For a small country, Portugal has a lot of scientific and anecdotal data to offer the world about protecting people from substance abuse. At The Guardian, Susana Ferreira spends time in Portugal’s north and south, examining the sweeping shift from a standard punitive approach to drug use to one focused on harm-reduction. Since decriminalizing drug possession and consumption in 2001, the country has staved off a massive drug epidemic and its associated issues, from HIV to overflowing prisons. Ferreira examines the subtle cultural shifts that underpin Portugal’s success: no longer thinking of soft versus hard drugs, no longer looking at drug users as ‘junkies,’ but as ‘people with addiction disorders.’ Success requires social services and as well as new ways of thinking, which are things the U.S. has long struggled with, but should strongly reconsider as we suffer our own opioid epidemic.

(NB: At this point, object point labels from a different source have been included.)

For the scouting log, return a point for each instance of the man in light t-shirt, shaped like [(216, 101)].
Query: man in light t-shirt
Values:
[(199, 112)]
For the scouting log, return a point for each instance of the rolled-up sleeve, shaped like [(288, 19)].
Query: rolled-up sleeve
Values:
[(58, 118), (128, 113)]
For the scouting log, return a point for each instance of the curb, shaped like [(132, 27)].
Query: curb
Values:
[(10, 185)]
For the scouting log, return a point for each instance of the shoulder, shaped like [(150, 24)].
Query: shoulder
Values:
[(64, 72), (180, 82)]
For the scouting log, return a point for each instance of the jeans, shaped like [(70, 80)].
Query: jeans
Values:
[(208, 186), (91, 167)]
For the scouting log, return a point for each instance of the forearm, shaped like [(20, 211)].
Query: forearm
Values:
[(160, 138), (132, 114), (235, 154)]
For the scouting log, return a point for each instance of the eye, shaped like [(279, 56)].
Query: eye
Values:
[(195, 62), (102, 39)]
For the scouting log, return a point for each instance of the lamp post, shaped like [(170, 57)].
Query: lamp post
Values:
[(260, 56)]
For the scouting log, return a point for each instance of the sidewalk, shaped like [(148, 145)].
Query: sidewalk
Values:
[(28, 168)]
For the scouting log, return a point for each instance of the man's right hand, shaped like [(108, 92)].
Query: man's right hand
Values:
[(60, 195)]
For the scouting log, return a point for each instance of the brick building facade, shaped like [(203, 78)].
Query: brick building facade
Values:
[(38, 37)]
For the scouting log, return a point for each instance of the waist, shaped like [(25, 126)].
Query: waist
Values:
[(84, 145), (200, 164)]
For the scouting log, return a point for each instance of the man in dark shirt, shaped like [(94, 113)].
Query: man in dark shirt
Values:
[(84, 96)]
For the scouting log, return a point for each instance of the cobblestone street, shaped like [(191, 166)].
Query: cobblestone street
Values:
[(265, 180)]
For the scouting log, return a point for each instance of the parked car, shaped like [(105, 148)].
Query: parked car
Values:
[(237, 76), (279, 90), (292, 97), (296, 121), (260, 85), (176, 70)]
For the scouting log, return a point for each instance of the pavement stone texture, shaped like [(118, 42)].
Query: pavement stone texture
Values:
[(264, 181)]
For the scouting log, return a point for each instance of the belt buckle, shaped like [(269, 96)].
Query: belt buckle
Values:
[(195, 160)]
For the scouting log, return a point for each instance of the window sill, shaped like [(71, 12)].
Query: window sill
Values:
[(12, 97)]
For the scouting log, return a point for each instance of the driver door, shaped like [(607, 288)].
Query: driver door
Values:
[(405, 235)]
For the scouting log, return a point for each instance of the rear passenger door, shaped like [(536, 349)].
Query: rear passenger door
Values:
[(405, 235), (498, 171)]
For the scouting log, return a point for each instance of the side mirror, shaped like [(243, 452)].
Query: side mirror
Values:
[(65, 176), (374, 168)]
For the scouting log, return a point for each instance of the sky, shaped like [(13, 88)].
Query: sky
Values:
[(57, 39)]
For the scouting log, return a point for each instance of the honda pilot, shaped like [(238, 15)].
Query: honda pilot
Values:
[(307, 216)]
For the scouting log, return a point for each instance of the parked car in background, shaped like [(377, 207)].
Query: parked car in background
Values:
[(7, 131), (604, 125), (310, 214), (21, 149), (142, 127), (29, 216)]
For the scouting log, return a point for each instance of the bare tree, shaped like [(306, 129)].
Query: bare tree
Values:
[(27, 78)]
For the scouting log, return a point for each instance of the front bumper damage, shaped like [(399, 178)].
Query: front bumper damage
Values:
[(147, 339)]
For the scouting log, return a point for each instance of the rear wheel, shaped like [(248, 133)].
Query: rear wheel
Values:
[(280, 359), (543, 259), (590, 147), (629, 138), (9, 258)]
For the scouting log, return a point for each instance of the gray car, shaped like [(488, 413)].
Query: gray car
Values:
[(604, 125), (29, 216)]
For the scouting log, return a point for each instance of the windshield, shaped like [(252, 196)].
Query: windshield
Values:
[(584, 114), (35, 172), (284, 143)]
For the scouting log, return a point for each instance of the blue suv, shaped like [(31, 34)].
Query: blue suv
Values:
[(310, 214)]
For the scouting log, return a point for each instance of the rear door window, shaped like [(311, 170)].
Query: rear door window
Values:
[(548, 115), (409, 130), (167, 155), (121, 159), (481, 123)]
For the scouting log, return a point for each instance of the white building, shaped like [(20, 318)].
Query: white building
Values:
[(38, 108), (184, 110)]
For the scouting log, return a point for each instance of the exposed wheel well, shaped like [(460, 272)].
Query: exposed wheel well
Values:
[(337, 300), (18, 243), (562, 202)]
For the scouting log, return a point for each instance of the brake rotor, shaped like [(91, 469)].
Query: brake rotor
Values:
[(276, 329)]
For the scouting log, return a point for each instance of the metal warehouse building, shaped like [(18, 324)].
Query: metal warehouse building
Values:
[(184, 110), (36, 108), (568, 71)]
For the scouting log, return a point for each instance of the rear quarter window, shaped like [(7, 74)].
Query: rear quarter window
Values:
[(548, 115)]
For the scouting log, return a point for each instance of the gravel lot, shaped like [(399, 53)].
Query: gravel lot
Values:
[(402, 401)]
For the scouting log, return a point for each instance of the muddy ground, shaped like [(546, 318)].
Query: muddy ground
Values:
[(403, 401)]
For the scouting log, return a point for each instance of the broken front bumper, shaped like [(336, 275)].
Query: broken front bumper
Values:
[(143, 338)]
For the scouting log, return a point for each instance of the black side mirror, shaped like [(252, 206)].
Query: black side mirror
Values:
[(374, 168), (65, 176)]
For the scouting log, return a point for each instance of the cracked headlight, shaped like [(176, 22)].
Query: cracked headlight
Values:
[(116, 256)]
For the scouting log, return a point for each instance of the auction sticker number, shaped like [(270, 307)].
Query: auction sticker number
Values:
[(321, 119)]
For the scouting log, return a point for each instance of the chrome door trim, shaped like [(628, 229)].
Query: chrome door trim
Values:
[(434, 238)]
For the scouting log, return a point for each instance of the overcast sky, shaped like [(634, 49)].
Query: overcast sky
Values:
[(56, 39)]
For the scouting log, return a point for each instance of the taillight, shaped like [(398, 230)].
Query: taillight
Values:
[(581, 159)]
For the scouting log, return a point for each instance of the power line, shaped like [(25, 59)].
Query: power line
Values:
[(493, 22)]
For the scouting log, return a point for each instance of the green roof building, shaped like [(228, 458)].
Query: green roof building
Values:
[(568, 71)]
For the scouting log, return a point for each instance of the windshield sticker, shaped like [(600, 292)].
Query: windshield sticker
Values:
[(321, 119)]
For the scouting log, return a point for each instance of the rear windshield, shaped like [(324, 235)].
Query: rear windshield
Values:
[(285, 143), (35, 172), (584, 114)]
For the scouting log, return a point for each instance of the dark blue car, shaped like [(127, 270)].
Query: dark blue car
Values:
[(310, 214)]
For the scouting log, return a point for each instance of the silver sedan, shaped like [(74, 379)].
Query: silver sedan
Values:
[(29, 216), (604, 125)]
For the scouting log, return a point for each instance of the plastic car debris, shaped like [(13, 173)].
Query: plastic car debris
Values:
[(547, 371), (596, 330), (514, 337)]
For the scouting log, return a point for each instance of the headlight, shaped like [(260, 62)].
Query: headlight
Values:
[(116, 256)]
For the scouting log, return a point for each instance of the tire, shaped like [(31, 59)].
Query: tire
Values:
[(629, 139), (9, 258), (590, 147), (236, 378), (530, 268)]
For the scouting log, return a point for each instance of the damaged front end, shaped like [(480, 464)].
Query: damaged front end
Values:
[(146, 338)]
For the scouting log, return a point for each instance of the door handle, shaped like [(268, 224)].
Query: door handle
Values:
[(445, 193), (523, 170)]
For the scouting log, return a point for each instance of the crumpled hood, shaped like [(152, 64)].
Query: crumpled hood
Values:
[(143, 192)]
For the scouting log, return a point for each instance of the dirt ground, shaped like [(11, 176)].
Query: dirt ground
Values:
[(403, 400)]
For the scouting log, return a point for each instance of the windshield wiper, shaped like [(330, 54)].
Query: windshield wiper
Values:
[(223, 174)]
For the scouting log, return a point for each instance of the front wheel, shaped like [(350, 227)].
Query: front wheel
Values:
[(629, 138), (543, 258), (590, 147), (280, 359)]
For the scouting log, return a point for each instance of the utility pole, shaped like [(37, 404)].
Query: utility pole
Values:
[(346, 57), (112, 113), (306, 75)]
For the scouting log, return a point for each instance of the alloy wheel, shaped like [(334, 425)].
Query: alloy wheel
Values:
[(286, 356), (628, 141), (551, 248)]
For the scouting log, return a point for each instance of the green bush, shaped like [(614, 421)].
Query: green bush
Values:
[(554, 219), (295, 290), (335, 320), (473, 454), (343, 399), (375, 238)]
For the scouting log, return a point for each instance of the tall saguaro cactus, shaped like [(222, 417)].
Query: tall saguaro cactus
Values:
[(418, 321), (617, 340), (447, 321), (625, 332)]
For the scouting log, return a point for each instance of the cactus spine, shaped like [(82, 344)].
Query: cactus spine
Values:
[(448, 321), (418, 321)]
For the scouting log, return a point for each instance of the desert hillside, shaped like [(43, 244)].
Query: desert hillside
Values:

“These social movements take time,” Goulão told me. “The fact that this happened across the board in a conservative society such as ours had some impact.” If the heroin epidemic had affected only Portugal’s lower classes or racialised minorities, and not the middle or upper classes, he doubts the conversation around drugs, addiction and harm reduction would have taken shape in the same way. “There was a point whenyou could not find a single Portuguese family that wasn’t affected. Every family had their addict, or addicts. This was universal in a way that the society felt: ‘We have to do something.’”
Portugal’s policy rests on three pillars: one, that there’s no such thing as a soft or hard drug, only healthy and unhealthy relationships with drugs; two, that an individual’s unhealthy relationship with drugs often conceals frayed relationships with loved ones, with the world around them, and with themselves; and three, that the eradication of all drugs is an impossible goal.
“The national policy is to treat each individual differently,” Goulão told me. “The secret is for us to be present.”